I know that most of the fuel that we spend is for escaping Earth gravity.

That is not entirely true. Worse, it places undue emphasis on a side issue. A better way to understand it is that most of the fuel is expended to get the vehicle going fast enough to not hit the Earth. To simply send a rocket straight up 62 miles (100 km) doesn't take all that much fuel. Keeping it up there is the tricky part.

The hard part is that near-Earth orbital speed is 8,000 m/s (8 km/s) which, as Randal Munroe points out in his What-If for Orbital Speed is ten times faster than a rifle bullet. See that link for a well presented perspective.

We do 'launch from space'. Indeed that's exactly what Apollo did, for instance. They got themselves into low Earth orbit, and then from that orbit went to the Moon.

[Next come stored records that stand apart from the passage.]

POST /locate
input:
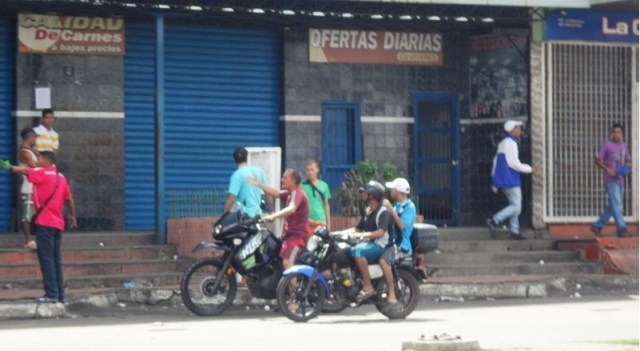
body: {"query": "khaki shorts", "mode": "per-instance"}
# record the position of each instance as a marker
(26, 206)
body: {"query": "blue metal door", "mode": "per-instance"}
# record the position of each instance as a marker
(139, 131)
(436, 154)
(221, 91)
(341, 140)
(7, 136)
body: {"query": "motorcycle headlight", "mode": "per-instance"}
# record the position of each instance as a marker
(312, 243)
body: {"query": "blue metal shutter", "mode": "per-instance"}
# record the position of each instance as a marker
(7, 136)
(222, 91)
(139, 128)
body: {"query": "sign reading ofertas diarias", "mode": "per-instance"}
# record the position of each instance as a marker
(361, 46)
(71, 35)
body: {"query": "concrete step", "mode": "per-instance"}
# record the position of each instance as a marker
(94, 253)
(457, 289)
(500, 257)
(495, 245)
(88, 239)
(13, 288)
(482, 233)
(96, 267)
(556, 269)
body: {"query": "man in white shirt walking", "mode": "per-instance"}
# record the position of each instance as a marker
(506, 177)
(48, 139)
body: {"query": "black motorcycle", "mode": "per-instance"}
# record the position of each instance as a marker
(328, 271)
(241, 245)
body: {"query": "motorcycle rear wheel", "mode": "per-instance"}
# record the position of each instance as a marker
(197, 288)
(292, 300)
(333, 305)
(407, 293)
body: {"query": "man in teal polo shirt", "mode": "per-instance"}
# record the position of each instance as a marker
(248, 196)
(318, 194)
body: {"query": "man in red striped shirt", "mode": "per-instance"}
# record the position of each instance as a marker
(50, 192)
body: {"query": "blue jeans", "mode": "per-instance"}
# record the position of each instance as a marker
(512, 211)
(368, 250)
(50, 257)
(615, 192)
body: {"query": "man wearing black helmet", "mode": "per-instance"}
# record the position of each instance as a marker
(373, 229)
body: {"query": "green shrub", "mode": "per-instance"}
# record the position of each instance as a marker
(347, 194)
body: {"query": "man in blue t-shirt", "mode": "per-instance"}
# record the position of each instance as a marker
(247, 195)
(402, 216)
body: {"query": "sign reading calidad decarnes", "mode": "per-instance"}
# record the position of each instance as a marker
(71, 35)
(375, 47)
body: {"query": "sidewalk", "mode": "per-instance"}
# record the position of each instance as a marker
(18, 304)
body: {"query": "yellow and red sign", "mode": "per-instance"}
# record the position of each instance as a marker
(380, 47)
(70, 35)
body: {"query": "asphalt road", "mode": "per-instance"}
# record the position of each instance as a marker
(585, 324)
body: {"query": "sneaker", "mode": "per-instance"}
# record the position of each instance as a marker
(45, 299)
(31, 245)
(492, 227)
(391, 306)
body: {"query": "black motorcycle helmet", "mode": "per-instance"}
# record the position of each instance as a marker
(375, 191)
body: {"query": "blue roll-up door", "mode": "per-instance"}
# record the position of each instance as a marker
(139, 128)
(222, 91)
(7, 136)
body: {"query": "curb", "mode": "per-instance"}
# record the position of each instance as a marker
(573, 287)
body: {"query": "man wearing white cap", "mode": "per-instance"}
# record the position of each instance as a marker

And the numbers behind this tell you why this is not some magic bullet:

The Saturn V stack had a wet (fueled) mass of about 3,000 tonnes. It could put about 140 tonnes into LEO. Getting to LEO is the hard part.

An early concept for the Apollo mission relied on launch from space. Several Nova rockets with 8 F-1 engines for the first stage would have been used to lift the parts into a low Earth orbit. After assembling all parts the whole stack would launch from orbit to the Moon. The return capsule to Earth would land on the Moon and return to Earth from the surface.

But using the excellent concept of John Houbolt a single smaller Saturn 5 was enough. So the Nova was never build. Using the Lunar Module and leaving the Command Module in a Moon orbit saved so much weight that several Novas were not needed.

After the end of the Apollo program no other mission needed so much weight that the launch from space was neccessary. A single smaller rocket than the Saturn V could be used for all deep space unmanned missions during the five decades following Apollo. A future manned Mars landing mission may need a launch from space. Or a soft landing of a Pluto rover.